Apesar disso, ele pediu dinheiro para se matricular, no pressuposto que
arranjaria forma de se sustentar no Porto. Acompanhado pelo irmão percorreram
todas as faculdades que este conhecia. O ISCTE não era nenhuma delas. Fartos de
andar de um lado para o outro, foram ao centro de candidaturas onde tomaram
consciência de uma realidade dura: O ISCTE era em Lisboa. As matrículas
terminavam no dia seguinte pelo que viajou nessa noite, no autocarro da uma da
manhã, com o objetivo de se matricular no dia seguinte. Foi aí que começaram as
dificuldades. A matrícula implicava o pagamento de uma propina ou a indicação
de que tinha requerido a isenção da mesma, nos serviços sociais. A chefe da
secretaria aceitou que, a título excecional, ele entregasse o comprovativo desse
requerimento até às dezoito e trinta. Os serviços sociais apenas atendiam os
candidatos com marcação prévia. Essa era a razão porque se encontrava sentado
nas escadas.
«Tenho que entregar o comprovativo de requerimento de isenção de
propinas hoje, senão a matrícula fica sem efeito.»
«Lamento, mas hoje não vamos poder atendê-lo.» Foi a resposta lacónica
da assistente social.
«Ficarei aqui até ser atendido.»
«Lamento mas na sala só podem ficar os alunos com marcação.»
«Não tem problema. Eu espero na escada.»
Os serviços
fechavam às dezasseis horas mas estavam abertos durante a hora do almoço. Os
empregados, quando foram almoçar, brindaram-no com os mais diversos olhares e
alguns comentários em surdina. Ele não os ouvia mas podia perceber que lhe
censuravam a atitude. Por volta das catorze horas chegaram as duas amigas.
Artur não conseguiu tirar os olhos da morena. Ela percebeu a admiração e ao
invés de desviar o olhar sorriu-lhe com simpatia, cumprimentando-o. Ele não
queria acreditar. Tratava-se de uma jovem de rara beleza com um sorriso
encantador e uma silhueta perfeita. Quando voltou a ficar sozinho sorriu.

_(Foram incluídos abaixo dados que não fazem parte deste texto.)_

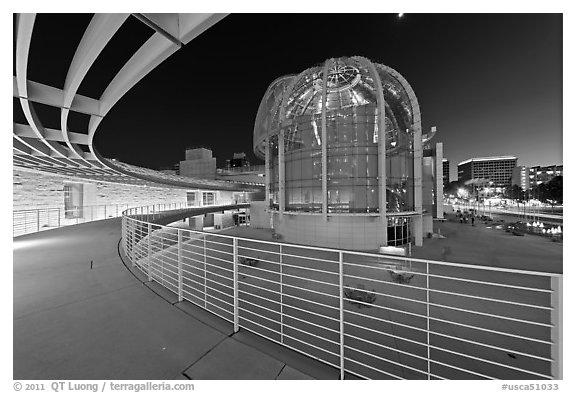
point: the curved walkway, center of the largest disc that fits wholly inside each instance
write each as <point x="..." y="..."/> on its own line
<point x="79" y="313"/>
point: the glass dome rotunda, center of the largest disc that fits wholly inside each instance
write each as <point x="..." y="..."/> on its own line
<point x="340" y="99"/>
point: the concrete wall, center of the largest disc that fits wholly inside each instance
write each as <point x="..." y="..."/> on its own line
<point x="348" y="232"/>
<point x="259" y="217"/>
<point x="196" y="222"/>
<point x="223" y="220"/>
<point x="33" y="190"/>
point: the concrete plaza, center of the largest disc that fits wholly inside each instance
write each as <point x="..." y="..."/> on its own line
<point x="80" y="314"/>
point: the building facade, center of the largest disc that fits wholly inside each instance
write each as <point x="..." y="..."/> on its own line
<point x="445" y="172"/>
<point x="495" y="170"/>
<point x="520" y="177"/>
<point x="199" y="164"/>
<point x="337" y="172"/>
<point x="543" y="174"/>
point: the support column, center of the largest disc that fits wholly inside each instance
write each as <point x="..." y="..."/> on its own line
<point x="180" y="272"/>
<point x="281" y="174"/>
<point x="381" y="124"/>
<point x="267" y="175"/>
<point x="235" y="275"/>
<point x="439" y="180"/>
<point x="419" y="220"/>
<point x="324" y="140"/>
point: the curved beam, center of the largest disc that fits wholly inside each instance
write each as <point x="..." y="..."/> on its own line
<point x="153" y="52"/>
<point x="24" y="28"/>
<point x="101" y="29"/>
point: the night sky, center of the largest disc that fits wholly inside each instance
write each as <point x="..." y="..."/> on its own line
<point x="490" y="83"/>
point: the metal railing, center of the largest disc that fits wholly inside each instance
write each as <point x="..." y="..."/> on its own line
<point x="36" y="220"/>
<point x="373" y="316"/>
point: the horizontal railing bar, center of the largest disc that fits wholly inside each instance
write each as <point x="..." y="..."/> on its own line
<point x="492" y="315"/>
<point x="489" y="361"/>
<point x="387" y="334"/>
<point x="491" y="346"/>
<point x="157" y="257"/>
<point x="372" y="368"/>
<point x="386" y="360"/>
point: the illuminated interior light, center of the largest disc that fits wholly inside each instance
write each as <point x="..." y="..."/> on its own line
<point x="315" y="127"/>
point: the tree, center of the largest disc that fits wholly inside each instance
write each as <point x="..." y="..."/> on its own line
<point x="550" y="191"/>
<point x="452" y="187"/>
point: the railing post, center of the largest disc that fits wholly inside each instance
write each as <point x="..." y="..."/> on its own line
<point x="428" y="315"/>
<point x="341" y="290"/>
<point x="556" y="334"/>
<point x="161" y="252"/>
<point x="149" y="252"/>
<point x="236" y="319"/>
<point x="133" y="227"/>
<point x="205" y="275"/>
<point x="281" y="298"/>
<point x="180" y="274"/>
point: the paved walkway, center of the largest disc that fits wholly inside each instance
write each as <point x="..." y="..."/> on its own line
<point x="481" y="244"/>
<point x="79" y="313"/>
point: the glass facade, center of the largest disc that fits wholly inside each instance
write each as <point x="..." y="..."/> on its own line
<point x="345" y="105"/>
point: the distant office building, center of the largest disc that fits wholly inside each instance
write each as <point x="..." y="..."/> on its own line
<point x="238" y="161"/>
<point x="170" y="170"/>
<point x="199" y="164"/>
<point x="445" y="172"/>
<point x="520" y="177"/>
<point x="497" y="170"/>
<point x="543" y="174"/>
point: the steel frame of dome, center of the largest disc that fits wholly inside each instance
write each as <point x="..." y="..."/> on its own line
<point x="287" y="84"/>
<point x="58" y="150"/>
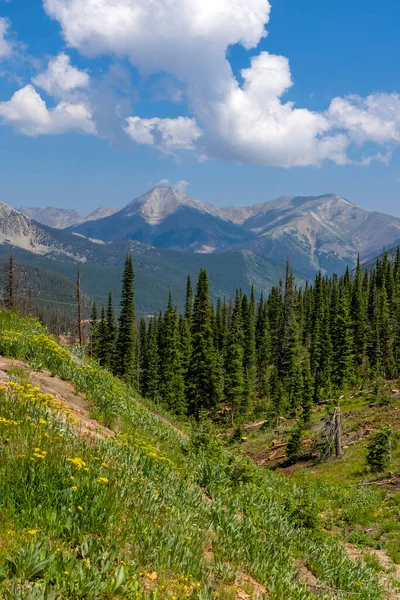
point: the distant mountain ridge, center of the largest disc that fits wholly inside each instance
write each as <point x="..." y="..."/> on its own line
<point x="157" y="271"/>
<point x="61" y="218"/>
<point x="318" y="232"/>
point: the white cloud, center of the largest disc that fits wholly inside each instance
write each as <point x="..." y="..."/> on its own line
<point x="61" y="78"/>
<point x="375" y="118"/>
<point x="167" y="134"/>
<point x="27" y="113"/>
<point x="180" y="185"/>
<point x="249" y="122"/>
<point x="5" y="46"/>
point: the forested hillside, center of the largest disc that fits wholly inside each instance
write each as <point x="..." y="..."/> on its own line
<point x="134" y="507"/>
<point x="276" y="355"/>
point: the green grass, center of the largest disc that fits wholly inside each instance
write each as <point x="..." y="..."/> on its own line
<point x="146" y="513"/>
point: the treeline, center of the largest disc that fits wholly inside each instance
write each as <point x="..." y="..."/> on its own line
<point x="35" y="292"/>
<point x="279" y="354"/>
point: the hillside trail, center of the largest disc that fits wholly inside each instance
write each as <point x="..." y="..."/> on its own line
<point x="75" y="403"/>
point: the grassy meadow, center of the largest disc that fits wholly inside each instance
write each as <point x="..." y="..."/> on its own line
<point x="149" y="513"/>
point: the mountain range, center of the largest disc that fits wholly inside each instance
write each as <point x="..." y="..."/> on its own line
<point x="61" y="218"/>
<point x="318" y="232"/>
<point x="171" y="235"/>
<point x="157" y="270"/>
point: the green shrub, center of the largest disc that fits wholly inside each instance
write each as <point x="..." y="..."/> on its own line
<point x="379" y="450"/>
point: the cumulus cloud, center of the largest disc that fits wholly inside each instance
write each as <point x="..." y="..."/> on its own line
<point x="375" y="118"/>
<point x="181" y="185"/>
<point x="61" y="78"/>
<point x="5" y="45"/>
<point x="27" y="112"/>
<point x="167" y="134"/>
<point x="247" y="121"/>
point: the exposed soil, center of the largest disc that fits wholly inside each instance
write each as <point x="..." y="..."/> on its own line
<point x="64" y="392"/>
<point x="391" y="570"/>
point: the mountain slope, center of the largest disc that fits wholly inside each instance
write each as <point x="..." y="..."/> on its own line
<point x="142" y="512"/>
<point x="158" y="271"/>
<point x="324" y="232"/>
<point x="61" y="218"/>
<point x="167" y="218"/>
<point x="318" y="232"/>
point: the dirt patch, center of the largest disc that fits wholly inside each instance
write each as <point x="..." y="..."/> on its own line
<point x="391" y="570"/>
<point x="64" y="392"/>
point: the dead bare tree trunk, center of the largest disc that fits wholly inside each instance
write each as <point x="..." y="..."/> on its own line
<point x="338" y="432"/>
<point x="79" y="307"/>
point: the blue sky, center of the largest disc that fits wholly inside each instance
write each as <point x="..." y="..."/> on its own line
<point x="153" y="98"/>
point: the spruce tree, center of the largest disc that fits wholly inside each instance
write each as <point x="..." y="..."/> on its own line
<point x="125" y="350"/>
<point x="142" y="354"/>
<point x="111" y="334"/>
<point x="203" y="383"/>
<point x="151" y="385"/>
<point x="172" y="382"/>
<point x="263" y="349"/>
<point x="94" y="331"/>
<point x="249" y="349"/>
<point x="234" y="373"/>
<point x="102" y="337"/>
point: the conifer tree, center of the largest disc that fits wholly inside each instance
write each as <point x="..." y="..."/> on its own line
<point x="307" y="391"/>
<point x="142" y="353"/>
<point x="10" y="287"/>
<point x="275" y="323"/>
<point x="249" y="348"/>
<point x="102" y="337"/>
<point x="358" y="314"/>
<point x="343" y="351"/>
<point x="290" y="343"/>
<point x="125" y="350"/>
<point x="234" y="375"/>
<point x="94" y="331"/>
<point x="263" y="348"/>
<point x="203" y="389"/>
<point x="111" y="334"/>
<point x="151" y="386"/>
<point x="172" y="382"/>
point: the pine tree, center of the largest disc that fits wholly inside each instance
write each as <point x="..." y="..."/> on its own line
<point x="343" y="351"/>
<point x="142" y="354"/>
<point x="10" y="288"/>
<point x="307" y="391"/>
<point x="125" y="350"/>
<point x="289" y="366"/>
<point x="234" y="375"/>
<point x="94" y="331"/>
<point x="151" y="387"/>
<point x="275" y="320"/>
<point x="111" y="334"/>
<point x="249" y="349"/>
<point x="263" y="348"/>
<point x="102" y="338"/>
<point x="172" y="382"/>
<point x="203" y="389"/>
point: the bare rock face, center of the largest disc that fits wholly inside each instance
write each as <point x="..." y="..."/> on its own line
<point x="319" y="232"/>
<point x="61" y="218"/>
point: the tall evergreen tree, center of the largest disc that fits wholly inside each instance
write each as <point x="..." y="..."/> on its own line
<point x="203" y="389"/>
<point x="234" y="375"/>
<point x="111" y="334"/>
<point x="249" y="349"/>
<point x="151" y="384"/>
<point x="125" y="350"/>
<point x="172" y="382"/>
<point x="94" y="331"/>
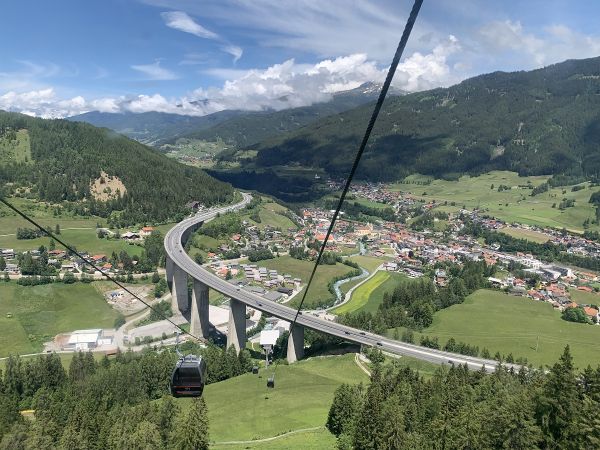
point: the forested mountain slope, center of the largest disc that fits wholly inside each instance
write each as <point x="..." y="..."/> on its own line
<point x="538" y="122"/>
<point x="66" y="158"/>
<point x="153" y="127"/>
<point x="252" y="127"/>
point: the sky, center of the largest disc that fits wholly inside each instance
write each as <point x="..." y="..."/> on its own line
<point x="197" y="57"/>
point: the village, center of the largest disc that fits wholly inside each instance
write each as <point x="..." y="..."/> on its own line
<point x="399" y="246"/>
<point x="415" y="253"/>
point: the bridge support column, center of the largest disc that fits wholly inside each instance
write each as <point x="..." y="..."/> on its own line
<point x="296" y="344"/>
<point x="169" y="269"/>
<point x="179" y="295"/>
<point x="199" y="316"/>
<point x="236" y="334"/>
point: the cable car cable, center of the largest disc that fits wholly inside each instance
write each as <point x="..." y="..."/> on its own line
<point x="384" y="89"/>
<point x="93" y="265"/>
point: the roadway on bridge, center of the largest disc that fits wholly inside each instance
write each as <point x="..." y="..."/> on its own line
<point x="175" y="251"/>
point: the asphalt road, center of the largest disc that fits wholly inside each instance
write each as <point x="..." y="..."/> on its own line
<point x="175" y="251"/>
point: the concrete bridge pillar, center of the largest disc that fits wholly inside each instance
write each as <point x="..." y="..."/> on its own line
<point x="296" y="344"/>
<point x="236" y="333"/>
<point x="179" y="295"/>
<point x="169" y="269"/>
<point x="199" y="316"/>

Ria-se de si próprio. Um pobretana, prestes a ser recambiado para uma aldeia,
perdida no norte de Portugal, sonhava com uma mulher daquelas. «Ela dever
ter-se ficado a rir de mim!» Pensou.
«Olá. Posso sentar-me aqui ao teu lado?»
O som da resposta
morreu-lhe na garganta. Não sabia o que dizer, nem percebia muito bem aquilo
que se estava a passar. Ficou a olhar para ela de olhos arregalados e boca
aberta. Ela riu da figura atrapalhada e sem jeito que o seu rosto refletia.
«Desculpa. Não devia estar a rir-me. Devias ver-te ao espelho.» Disse
ela em tom brincalhão.
Ele engoliu em
seco. Embora fosse algo tímido, era desenvolto e bem sucedido entre as
mulheres, mas aquela tinha-o apanhado de surpresa. «Meu Deus que figura
triste!» Pensou. No entanto, o comentário dela teve o condão de o acordar
daquele transe.
«Imagino… Mas perante uma beleza e elegância como a tua é normal que um
homem fique esbabacado!»
Ela ficou séria.
Tinha gostado da presença de espírito dele e do sentido de humor.
«Sei que não almoçaste. Toma o meu lanche.»
Ele esboçou um
gesto de recusa que ela contrariou.
«Não te preocupes que eu tenho outro.»
Aceitou. Estava
realmente com muita fome. O pequeno-almoço tinha sido frugal e a noite que
tinha passado a viajar não ajudava muito.
«Já foste atendida?»
«Eu apenas vim com a minha amiga.»
Ela era aluna da
faculdade de direito e estava no segundo ano. Vivia no Restelo, embora isso
para ele não tivesse qualquer significado, dado não conhecer Lisboa. Ele
contou-lhe a sua história e ela ouviu-o com admiração. Estiveram à conversa
durante mais uma hora, mas quando se separaram a empatia entre os dois era
grande.
«Este é o meu número de telefone.» Disse ela.
Júlia partiu
depois de ter apresentado a amiga a Artur. Ele ficou a vê-las partir e sonhou
novamente. Sonhou com o impossível. Foi chamado à realidade pelas assistentes sociais que começavam a dar por findo o dia de trabalho.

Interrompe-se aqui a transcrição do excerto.